Where did graveyard keepers sleep, anyway? she wondered. That question opened up a whole new can of beans.
There was only one thing to do, she concluded: run. Of course, in a tight skirt and heels, running wouldn’t be pretty. Dammit, she should have worn pants.
“No more questions?” asked her mystery man.
Barbie took the fact that her feet hadn’t moved as a very bad sign.
“I suppose this is awkward,” he went on, voice all smoky and sincere and doubling up on the velvet quotient. “Maybe you can think of this whole situation as a little intervention. As a Good Samaritan merely saving you some trouble.”
Though Barbie squinted harder, trying to see him, her search turned up a big fat zero. It wasn’t that the darkness was completely unbroken. Up in the sky came a faint glimmer of stars. The headstone beside them seemed to give off a whitish glow. Still, she couldn’t see what she most wanted to see.

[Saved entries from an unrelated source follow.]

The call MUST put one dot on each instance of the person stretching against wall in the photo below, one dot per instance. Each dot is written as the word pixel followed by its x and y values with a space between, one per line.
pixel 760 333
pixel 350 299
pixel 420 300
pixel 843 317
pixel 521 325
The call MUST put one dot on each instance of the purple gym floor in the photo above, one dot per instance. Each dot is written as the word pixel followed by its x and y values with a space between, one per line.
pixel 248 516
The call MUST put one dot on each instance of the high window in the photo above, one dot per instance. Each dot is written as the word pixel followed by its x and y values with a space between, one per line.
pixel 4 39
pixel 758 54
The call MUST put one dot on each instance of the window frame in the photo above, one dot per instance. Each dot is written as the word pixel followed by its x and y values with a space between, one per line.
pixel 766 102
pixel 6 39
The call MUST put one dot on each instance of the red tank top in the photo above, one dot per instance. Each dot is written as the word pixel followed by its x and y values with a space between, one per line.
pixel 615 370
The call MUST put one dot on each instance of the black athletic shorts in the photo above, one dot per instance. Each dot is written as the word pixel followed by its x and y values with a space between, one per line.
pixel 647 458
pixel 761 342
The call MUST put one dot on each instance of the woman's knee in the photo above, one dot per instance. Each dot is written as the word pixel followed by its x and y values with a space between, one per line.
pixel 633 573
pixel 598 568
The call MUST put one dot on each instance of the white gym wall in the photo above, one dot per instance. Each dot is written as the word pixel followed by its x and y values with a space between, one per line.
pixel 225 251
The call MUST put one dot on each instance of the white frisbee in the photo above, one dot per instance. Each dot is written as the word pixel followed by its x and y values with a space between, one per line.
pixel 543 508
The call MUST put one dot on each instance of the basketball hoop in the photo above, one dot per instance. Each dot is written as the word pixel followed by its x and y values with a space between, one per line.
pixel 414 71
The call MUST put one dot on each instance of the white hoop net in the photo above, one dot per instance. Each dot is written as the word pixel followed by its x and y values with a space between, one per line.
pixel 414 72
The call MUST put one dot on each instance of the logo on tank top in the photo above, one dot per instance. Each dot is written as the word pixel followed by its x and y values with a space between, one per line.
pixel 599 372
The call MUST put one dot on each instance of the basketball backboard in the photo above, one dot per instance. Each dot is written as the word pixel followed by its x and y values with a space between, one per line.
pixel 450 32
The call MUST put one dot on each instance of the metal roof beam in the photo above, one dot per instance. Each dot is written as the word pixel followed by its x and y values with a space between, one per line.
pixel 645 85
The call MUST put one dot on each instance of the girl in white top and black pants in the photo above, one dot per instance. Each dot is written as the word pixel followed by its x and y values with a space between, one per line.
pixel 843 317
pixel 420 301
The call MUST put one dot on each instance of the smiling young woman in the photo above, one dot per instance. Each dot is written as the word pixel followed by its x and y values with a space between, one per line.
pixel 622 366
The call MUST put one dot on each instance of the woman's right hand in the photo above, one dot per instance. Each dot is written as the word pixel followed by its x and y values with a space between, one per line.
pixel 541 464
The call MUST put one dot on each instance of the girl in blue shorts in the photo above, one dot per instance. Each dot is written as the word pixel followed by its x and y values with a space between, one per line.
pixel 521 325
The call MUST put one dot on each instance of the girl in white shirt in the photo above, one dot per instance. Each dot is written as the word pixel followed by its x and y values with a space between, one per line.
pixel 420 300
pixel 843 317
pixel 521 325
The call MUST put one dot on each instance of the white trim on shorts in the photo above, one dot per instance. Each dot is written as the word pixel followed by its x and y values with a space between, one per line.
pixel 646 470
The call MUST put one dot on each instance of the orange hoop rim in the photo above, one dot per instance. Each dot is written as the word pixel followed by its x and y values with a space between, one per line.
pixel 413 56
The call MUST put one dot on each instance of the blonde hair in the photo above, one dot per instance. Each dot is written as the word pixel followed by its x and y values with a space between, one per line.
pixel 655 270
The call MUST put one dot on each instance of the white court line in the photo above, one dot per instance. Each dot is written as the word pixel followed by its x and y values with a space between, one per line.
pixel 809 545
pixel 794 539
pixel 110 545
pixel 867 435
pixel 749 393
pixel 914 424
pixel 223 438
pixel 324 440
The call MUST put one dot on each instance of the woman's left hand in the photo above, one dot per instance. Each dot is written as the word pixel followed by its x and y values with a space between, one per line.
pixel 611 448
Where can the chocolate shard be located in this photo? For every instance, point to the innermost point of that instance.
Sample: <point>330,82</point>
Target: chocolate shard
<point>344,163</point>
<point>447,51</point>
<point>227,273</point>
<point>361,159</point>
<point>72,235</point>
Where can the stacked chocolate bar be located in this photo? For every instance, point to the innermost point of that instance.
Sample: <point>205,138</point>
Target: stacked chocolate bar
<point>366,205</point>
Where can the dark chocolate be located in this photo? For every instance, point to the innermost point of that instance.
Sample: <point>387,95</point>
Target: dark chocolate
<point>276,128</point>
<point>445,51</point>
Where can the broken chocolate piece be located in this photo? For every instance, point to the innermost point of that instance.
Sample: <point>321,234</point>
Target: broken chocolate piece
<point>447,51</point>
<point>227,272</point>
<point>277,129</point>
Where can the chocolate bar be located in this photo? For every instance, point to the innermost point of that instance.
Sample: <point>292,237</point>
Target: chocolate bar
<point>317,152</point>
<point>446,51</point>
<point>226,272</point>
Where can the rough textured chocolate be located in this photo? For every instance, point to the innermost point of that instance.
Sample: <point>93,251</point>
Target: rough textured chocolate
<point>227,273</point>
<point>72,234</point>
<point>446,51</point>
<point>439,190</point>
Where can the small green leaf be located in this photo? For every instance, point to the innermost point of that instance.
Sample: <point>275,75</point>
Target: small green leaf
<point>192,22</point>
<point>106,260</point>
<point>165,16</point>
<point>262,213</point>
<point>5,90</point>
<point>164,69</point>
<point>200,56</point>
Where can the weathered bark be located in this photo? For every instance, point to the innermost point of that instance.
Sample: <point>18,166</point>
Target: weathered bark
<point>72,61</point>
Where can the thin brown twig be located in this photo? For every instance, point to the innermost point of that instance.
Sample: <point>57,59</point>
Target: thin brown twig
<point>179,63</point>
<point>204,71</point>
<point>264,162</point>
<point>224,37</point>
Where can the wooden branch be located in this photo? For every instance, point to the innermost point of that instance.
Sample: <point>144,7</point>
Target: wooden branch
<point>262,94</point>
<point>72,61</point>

“You still here?” the guy asked.
Little electric charges were crackling over Barbie’s skin in response to his presence beside her. A heat-seeking missile could have found him, no problem. He was fire in human form, hot enough to cause her hair to curl. She had to ground herself, quickly, before the word retreat became a distant memory.
Maybe just one brush against this guy’s pecs? After all, darkness worked both ways.